If you are planning to go in the route of getting funding from venture capitalists, ask yourself if your business can make $100 million or more. Otherwise, VCs probably won’t be interested!
The methods discussed above are just the traditional methods of raising capital for a new business but don’t limit yourself to them alone. There are plenty of other ways in which you can fund your dream business, you just have to think outside of the box.

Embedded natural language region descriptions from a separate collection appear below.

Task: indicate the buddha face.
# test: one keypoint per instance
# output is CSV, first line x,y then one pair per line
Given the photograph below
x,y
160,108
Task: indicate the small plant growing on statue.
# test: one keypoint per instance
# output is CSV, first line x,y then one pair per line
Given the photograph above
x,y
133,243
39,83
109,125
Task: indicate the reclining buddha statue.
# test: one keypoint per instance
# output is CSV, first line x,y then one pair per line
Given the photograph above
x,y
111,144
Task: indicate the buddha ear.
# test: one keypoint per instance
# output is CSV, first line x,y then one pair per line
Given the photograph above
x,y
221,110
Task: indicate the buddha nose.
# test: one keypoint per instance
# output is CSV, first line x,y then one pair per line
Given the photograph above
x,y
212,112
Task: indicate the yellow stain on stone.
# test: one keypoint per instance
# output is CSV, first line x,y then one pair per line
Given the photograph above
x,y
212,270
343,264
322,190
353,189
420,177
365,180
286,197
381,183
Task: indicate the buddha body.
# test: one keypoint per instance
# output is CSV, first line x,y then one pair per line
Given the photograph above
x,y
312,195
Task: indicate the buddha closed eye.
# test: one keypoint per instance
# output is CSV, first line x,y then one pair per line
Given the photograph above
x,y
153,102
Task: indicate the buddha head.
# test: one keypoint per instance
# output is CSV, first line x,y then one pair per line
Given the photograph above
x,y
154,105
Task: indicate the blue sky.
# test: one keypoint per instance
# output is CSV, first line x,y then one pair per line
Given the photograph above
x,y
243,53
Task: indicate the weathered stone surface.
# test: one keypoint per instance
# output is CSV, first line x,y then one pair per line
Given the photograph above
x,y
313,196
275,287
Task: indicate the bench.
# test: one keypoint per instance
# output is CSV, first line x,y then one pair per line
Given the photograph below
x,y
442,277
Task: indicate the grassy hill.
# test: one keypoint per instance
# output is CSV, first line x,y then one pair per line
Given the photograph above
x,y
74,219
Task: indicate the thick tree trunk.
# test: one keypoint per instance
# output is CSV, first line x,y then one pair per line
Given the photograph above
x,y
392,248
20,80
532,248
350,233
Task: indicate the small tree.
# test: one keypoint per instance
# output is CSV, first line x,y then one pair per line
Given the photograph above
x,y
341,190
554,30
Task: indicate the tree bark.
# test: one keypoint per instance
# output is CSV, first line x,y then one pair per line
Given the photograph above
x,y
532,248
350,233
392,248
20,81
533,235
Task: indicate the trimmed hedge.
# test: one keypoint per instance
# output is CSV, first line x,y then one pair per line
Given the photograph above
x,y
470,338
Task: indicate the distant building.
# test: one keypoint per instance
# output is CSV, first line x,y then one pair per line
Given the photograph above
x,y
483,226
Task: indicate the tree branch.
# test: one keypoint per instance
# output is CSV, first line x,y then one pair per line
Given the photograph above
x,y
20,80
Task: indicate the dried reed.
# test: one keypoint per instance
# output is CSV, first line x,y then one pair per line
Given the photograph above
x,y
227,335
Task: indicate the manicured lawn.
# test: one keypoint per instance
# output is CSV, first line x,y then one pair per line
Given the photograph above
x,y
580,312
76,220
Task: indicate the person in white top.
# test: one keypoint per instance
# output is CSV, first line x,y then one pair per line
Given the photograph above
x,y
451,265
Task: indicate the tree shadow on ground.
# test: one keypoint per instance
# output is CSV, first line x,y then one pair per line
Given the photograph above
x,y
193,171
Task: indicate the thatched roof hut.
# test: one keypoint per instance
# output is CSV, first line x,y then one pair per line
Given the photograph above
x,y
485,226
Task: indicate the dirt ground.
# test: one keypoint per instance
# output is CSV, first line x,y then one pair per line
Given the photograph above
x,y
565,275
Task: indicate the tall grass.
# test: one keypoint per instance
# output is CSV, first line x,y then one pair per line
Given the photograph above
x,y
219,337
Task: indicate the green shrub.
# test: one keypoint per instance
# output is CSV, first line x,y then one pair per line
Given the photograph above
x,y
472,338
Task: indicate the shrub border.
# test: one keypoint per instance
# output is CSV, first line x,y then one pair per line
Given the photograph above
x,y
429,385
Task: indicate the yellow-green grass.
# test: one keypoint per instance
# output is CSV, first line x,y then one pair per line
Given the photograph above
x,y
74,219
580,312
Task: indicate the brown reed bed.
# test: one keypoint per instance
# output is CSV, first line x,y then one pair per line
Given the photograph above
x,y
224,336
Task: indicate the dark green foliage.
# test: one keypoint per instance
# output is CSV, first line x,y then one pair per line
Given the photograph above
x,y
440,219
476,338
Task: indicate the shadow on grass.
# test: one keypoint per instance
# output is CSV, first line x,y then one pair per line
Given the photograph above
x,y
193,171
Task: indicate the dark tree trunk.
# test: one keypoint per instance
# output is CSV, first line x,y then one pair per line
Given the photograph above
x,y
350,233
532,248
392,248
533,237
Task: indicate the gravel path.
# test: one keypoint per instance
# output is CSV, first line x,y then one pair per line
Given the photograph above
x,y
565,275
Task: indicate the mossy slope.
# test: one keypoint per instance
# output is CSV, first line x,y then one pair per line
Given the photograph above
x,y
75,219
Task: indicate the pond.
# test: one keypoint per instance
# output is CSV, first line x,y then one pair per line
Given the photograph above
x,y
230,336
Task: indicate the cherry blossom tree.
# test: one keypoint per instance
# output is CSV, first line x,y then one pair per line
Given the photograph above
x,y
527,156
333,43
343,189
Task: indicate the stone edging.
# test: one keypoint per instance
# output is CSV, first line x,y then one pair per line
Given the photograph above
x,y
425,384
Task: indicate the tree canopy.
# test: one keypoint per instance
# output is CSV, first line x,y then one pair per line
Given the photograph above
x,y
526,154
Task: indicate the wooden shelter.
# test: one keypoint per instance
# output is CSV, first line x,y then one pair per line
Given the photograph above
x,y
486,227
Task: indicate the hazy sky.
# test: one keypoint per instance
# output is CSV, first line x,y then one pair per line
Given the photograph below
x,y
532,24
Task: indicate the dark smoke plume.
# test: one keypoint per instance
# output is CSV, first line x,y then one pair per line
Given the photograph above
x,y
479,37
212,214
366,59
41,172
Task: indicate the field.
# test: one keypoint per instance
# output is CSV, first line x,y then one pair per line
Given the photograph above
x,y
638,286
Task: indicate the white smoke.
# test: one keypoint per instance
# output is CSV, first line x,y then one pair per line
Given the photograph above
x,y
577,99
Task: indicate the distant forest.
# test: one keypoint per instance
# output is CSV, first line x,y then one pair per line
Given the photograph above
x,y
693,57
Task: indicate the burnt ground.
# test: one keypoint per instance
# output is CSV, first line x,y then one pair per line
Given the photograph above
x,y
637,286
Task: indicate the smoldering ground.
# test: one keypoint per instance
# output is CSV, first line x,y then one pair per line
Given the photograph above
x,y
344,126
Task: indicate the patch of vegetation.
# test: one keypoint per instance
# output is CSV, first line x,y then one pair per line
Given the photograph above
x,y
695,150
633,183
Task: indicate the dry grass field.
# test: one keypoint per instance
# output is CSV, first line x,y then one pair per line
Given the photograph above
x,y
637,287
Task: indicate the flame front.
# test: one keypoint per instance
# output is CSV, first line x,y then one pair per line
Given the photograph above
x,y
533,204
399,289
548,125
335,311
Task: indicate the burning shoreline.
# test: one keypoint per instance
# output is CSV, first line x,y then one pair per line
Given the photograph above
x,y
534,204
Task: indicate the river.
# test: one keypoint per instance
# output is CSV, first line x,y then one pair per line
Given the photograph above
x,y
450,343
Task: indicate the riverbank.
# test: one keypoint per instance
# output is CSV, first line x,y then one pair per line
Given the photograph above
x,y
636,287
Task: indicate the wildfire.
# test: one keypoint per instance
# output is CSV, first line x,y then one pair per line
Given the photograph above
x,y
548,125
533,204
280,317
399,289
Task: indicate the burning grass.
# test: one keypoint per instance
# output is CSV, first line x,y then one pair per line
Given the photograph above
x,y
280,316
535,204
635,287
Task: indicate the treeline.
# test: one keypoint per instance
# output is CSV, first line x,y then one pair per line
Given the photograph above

For instance, many people tend to take on other projects to help pay for a new startup, such as freelancing jobs, or monetizing a website/blog that documents the journey. Some entrepreneurs have even successfully landed reality TV shows that follow along with their startups. You could also approach a successful existing business in the industry to partner with initially so as to get your product out there. These are just some avenues that can help you make money and put more eyes on your business.
A Final Note
A good rule of thumb is to always try and maintain as much control of your business as possible. That is why we recommend bootstrapping as the best method of raising money for a new business. Seeking out investors who require equity in exchange should be your last choice, but we understand that some ventures just can’t function without large amounts of capital that only they can bring in. So, how you choose to fund your startup will depend on your unique circumstances, but don’t forget to consider the pros and cons carefully.